The US military and state department are recommending sending at least 3,000 more US troops to Afghanistan to fight the Taliban, US media reported on Tuesday.
Military leaders would also regain the authority to target Taliban leaders with air strikes under the proposals.
US President Donald Trump has not approved the plan, unnamed officials say. It may include a request that other Nato countries send 3,000-5,000 soldiers.
There are 13,000 NATO troops currently in the country, 8,400 of them US.
US combat operations against the Taliban officially ended in 2014, but special forces have continued to provide support to Afghan troops.
In February, the commander of US troops in Afghanistan Gen John Nicholson told a Senate committee there was "a shortfall of a few thousand".

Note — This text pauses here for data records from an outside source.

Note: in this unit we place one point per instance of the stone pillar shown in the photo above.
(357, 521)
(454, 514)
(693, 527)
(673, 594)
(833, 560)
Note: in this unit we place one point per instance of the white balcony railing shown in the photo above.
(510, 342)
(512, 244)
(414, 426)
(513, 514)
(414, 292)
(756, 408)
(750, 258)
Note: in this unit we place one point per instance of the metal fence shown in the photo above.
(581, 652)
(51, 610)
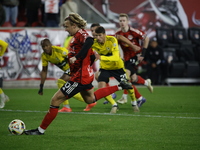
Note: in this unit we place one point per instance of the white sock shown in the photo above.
(41, 130)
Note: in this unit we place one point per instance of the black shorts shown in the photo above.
(70, 88)
(104, 75)
(130, 65)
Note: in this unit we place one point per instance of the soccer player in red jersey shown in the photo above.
(80, 57)
(131, 57)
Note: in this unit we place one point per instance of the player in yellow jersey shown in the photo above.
(111, 64)
(57, 56)
(3, 97)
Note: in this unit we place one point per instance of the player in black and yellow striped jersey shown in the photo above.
(111, 64)
(57, 56)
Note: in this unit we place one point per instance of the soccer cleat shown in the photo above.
(135, 108)
(114, 109)
(65, 109)
(105, 102)
(114, 95)
(149, 85)
(140, 102)
(4, 99)
(89, 106)
(122, 101)
(125, 85)
(33, 132)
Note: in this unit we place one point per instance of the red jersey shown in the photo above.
(81, 71)
(134, 35)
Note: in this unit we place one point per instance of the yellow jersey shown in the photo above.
(58, 58)
(109, 52)
(3, 46)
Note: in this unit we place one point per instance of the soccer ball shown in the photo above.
(16, 127)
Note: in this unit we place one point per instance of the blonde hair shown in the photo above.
(75, 18)
(124, 15)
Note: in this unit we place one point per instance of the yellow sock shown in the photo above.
(111, 100)
(60, 83)
(1, 91)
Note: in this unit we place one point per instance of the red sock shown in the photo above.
(125, 92)
(103, 92)
(140, 80)
(50, 116)
(137, 94)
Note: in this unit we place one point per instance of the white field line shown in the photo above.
(131, 115)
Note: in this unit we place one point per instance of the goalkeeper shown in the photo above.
(57, 56)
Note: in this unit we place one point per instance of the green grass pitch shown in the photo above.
(169, 120)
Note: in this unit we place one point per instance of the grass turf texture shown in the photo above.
(170, 119)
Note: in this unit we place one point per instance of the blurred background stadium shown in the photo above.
(174, 23)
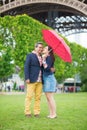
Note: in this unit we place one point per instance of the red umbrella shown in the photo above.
(58, 44)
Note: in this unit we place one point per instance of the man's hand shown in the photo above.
(52, 69)
(27, 81)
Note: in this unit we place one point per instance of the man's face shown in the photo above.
(39, 48)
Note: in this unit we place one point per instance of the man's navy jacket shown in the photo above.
(32, 67)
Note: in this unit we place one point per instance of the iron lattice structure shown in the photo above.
(65, 16)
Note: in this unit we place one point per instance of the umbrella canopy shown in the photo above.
(58, 44)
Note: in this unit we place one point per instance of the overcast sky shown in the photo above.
(79, 38)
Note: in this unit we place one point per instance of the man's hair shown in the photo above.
(38, 43)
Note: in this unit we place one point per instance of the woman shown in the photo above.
(49, 80)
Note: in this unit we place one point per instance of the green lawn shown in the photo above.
(71, 110)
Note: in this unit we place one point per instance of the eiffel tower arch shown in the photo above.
(68, 16)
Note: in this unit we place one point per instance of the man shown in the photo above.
(33, 77)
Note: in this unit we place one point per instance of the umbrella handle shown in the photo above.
(50, 50)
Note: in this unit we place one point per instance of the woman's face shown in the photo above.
(45, 50)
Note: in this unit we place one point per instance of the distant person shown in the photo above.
(49, 81)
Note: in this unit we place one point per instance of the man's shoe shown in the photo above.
(37, 116)
(28, 115)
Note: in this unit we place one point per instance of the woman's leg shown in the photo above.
(51, 104)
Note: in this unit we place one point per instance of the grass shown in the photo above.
(71, 111)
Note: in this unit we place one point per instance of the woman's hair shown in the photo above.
(51, 53)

He said he needed more troops to break a "stalemate".
Last month, the Taliban announced the start of their "spring offensive" a week after killing at least 135 Afghan soldiers in a military compound near the northern city of Mazar-e Sharif.
The group said it would use military alongside political tactics and that its main target would be foreign forces.
On Saturday Taliban militants seized a district just a few kilometres to the west of Kunduz in their continuing attempts to take the northern city. Thousands of families have been forced to leave their homes.
Latest reports suggest the Taliban now also control the main road to the east of the city which links the province to the north-east and is also the main supply route for the capital, Kabul.